Prime Minister Erna Solberg and all other government ministries have also referred to the foreign ministry, which hasn’t answered questions either, beyond saying that Berg is receiving some regular assistance from the consular section of Norway’s embassy in Moscow.

Kristin Enstad, acting communications chief at UD, also told NTB that someone from the Norwegian Embassy in Moscow would be present in the courtroom as an “observer” when Berg’s trial begins this week, if granted permission by the court. That wasn’t clear, especially since Berg’s trial is being held behind closed doors because of the classified information that’s likely to be presented. No reporters are allowed to cover the trial, and it’s all very hush-hush.

Asked what Norway is doing to get Berg home when a verdict is reached, Enstad replied: “We don’t want to speculate on the outcome of the case.”

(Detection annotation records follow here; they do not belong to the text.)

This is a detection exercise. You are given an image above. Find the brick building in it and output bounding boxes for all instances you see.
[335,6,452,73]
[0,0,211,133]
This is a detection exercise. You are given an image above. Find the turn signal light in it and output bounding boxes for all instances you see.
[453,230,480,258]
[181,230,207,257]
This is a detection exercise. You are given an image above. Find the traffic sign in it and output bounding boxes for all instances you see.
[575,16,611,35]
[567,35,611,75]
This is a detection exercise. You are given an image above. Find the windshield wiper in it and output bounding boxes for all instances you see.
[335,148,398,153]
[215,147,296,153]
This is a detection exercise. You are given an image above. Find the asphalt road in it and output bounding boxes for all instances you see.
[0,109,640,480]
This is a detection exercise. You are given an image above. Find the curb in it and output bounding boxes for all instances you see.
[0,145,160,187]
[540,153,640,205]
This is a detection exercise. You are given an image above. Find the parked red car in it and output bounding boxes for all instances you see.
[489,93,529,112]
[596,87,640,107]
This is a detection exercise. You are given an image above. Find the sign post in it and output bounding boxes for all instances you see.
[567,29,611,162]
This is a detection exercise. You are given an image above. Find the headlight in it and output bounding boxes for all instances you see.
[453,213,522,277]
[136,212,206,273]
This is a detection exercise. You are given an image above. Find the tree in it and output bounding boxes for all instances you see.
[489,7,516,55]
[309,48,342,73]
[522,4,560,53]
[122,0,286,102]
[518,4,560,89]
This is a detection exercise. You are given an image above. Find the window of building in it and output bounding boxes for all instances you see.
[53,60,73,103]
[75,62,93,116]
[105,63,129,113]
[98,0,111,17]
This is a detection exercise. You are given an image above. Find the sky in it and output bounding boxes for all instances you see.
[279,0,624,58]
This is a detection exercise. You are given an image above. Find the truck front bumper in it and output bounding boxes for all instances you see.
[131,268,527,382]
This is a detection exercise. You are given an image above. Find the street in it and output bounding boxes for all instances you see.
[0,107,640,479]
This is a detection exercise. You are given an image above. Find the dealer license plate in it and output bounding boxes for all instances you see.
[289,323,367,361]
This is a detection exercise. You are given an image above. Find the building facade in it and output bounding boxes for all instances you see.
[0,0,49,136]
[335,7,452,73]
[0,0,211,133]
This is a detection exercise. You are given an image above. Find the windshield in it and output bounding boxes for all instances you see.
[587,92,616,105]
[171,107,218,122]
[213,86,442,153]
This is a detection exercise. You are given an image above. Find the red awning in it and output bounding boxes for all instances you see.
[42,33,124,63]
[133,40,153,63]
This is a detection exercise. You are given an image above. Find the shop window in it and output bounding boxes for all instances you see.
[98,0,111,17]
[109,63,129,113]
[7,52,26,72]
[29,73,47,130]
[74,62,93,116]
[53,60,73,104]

Prisoner exchange possible
Most commentators and journalists following the case, including his lawyers, expect the trial to last for a few weeks and that Berg will be convicted. Then there’s a chance that diplomatic deal-making could lead to a prisoner exchange. Since Norway has no convicted Russian spies in custody, however, that would likely have to involve a third country willing to turn over one of its convicted spies in order for Norway to bring Berg home. That would make Norway beholden to the third country, but it would likely be a NATO ally. Aftenposten reported this week on likely spy-swap candidates, including a father and son convicted of spying on Estonia for Russia, a Russian woman charged in the US, and convicted Russian spies jailed in Ukraine and Georgia.

There’s also a chance the Russian court would allow Berg to serve his sentence in a Norwegian prison. Berg’s family and supporters back home hope Prime Minister Solberg will take up his case when she’s likely to meet Russian President Vladimir Putin while attending a Russian-Arctic conference in St Petersburg next week. So far she’s stayed as mum as her government and military colleagues.

“I won’t talk about what issues we take up with Russia before we have a meeting,” Solberg told NTB last week. “That’s a general principle we have.”

Deal-making ‘highly probable’
Brynulf Risnes, Berg’s Norwegian defense attorney, is convinced that high-level deal-making has been underway between the Russians holding Berg and Norwegian officials who’ve been caught in what’s clearly an embarrassing situation. Risnes thinks that’s another reason for Norway’s official silence on Berg’s case.

“I think they have good reasons for behaving as they do,” Risnes told NTB and Norwegian Broadcasting (NRK) just before Berg’s trial began. “They (Norwegian officials) have been viewed, also by us, as being very careful.”

He added that he thinks it’s “highly probable that something is going on in the back  rooms, and I have full understanding for them not wanting it to go public.”

As his trial got underway in Moscow Tuesday, Risnes told NRK that Berg admits to some of the charges against him, and that he did indeed carry money in an envelope into Russia on what he claimed was a holiday trip in December 2017. He firmly denies, Risnes said, that he was aware of any espionage behind it. Berg is the first Norwegian in modern times to be arrested and charged with spying in Russia. The Moscow city court ordered he be held in custody for another six months pending the outcome of his trial.